[Conference] Frontiers of Research in Speech and Music (FRSM), Rourkela, India, December 2017
Arun Baby, Jeena Prakash and Hema A Murthy
Building speech synthesis systems for Indian languages is challenging owing to the fact that digital resources for Indian languages are hardly available. Vocabulary independent speech synthesis requires that a given text is split at the level of the smallest sound unit, namely, phone. The waveforms or models of phones are concatenated to produce speech. The waveforms corresponding to that of the phones are obtained manually (listening and marking), when digital resources are scarce. Manually labeling of data can lead to inconsistencies as the duration of phonemes can be as short as 10ms.

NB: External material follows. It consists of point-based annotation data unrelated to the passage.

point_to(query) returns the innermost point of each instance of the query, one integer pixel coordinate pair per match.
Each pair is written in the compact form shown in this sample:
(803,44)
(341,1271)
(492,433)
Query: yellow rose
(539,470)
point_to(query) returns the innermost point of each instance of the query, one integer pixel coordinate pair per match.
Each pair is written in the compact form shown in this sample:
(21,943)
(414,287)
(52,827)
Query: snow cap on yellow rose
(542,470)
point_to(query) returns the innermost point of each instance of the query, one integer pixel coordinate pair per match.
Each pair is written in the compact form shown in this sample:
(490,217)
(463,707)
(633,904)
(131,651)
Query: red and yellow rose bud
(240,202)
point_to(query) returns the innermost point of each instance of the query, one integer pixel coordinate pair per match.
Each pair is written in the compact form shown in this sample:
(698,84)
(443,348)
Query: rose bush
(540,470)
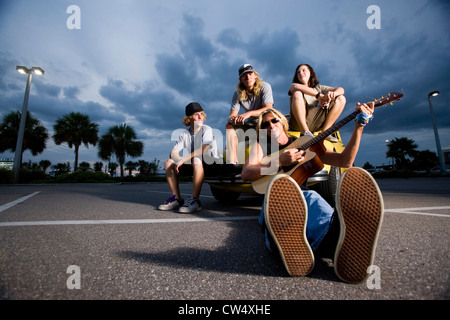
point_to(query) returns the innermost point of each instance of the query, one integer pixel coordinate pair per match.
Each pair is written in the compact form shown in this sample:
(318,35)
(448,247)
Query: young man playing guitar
(300,223)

The most common approach to automatic segmentation of speech is, to perform forced alignment using monophone HMM models that have been obtained using embedded re-estimation after flat start initialization. These results are then used in a DNN/CNN framework to build better acoustic models for speech synthesis. Segmentation using this approach requires large amounts of data and does not work very well for low resource languages. To address the issue of paucity of data, signal processing cues are used. The final waveforms are then used in an HMM based statistical parametric synthesis framework to build speech synthesis systems for 5 Indian languages. Qualitative assessments indicate that there is a significant improvement in quality of synthesis.